OUR FIRST STOP AFTER AN EARLY START from Tam Dao to Cuc Phoung was ostensibly a restroom break. But by the number of tour buses at the Vietnamese craft center we suspect that the guides get a bit of baksheesh from the paintings, silk, wood carvings and other “useless things you do not need” purchased by their clients. If so, Quang got stiffed—the only things our group bought were cold drinks and snacks.
Woman in a conical hat, Van Long Wetland Nature Reserve
Mist obscured the flock of Open-billed Storks 400 meters distant at Van Long Wetlands Nature Reserve, our next stop, but the Black-Backed Swamphen and Black-Browed Reed Warbler were much nearer and we had two new birds before we even reached Cuc Phoung National Park.
Open-billed Storks and a Great Egret
Black-Backed Swamphen
Black-Browed Reed Warbler
Connie and I had an aborted visit to Cuc Phoung in 2008 when torrential rains and heavy flooding forced us to retreat to Hanoi. The weather was marginally better this time and we got to stay for a couple of nights, time enough to have our laundry done. While Connie stayed in the room eating her cold pizza, I joined our group and about 75 field-tripping kids from an international school for lunch. Brad, a US "government employee," told me that there are branches all over the world teaching the same curriculum on the same schedule—in French, no less—so it’s easy for a kid to pick up and move to another country. Only the faces change.
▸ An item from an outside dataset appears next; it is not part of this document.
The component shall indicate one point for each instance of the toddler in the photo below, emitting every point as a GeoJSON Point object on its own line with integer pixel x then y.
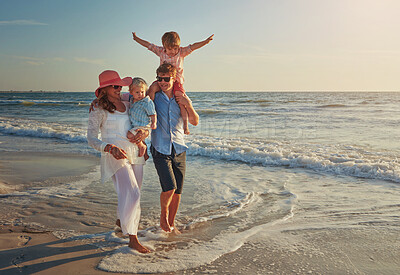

International School field trip, en français
Andre waltzes Noreen down Prehistoric Cave Trail
After lunch we headed to a trail in Cuc Phoung National Park that climbs a rough trail through sharp karst to a cave where evidence of prehistoric man has been discovered. It is also the home of Annam Limestone Babblers, another nondescript bird found in few other places. Sweat running in our eyes didn’t help the rough going but we all made it to the cave and waited. The photos aren’t great but neither is the bird—unless you are compiling a Life List, that is. Safely down the steep trail, we gathered on the bridge across a ravine while Andre played his Collared Owlet call and sure enough, along came a Scaly-crowned Babbler, our fourth new bird of the day.
Annam Limestone Babbler
Scaly-Crowned Babbler
Our room at Cuc Phoung was pretty good with air-con, wifi and an electric kettle but the beds were like sleeping on plywood so our 4:30 wake-up was a mixed blessing. We’ve been hoarding bread, wedges of Laughing Cow cheese, “La Vache Qui Rit” and instant coffee for these mornings when birding takes preference over breakfast.
Japanese Thrush who missed the migration memo
Rufous-Throated Fulvetta
A forty-minute bus ride and a wet ten-minute hike took us to another secluded bird hide where we sat in the dark listening to the patter of rain on the tarp. Dave and I kept fiddling with our camera settings, knowing fully well that there wasn’t nearly enough light for a decent photo. No problem, though—whatever birds we were expecting seemed to have taken the morning off. Eventually a Japanese Thrush who had missed the migration memo flitted in and held still long enough for a photo. A while later a Rufous-Throated Fulvetta, a bird we first saw yesterday, stopped by and I was able to improve on our photo.And "Th-th-that's All Folks!"
After our second breakfast (don’t tell anyone) Quang started to lead us up a rocky trail covered in something slimy. After about fifty meters Alistair, the most serious birder in the group, called a halt and said no way, Jose! We turned back and when the rain increased we jumped on the bus and called it a day.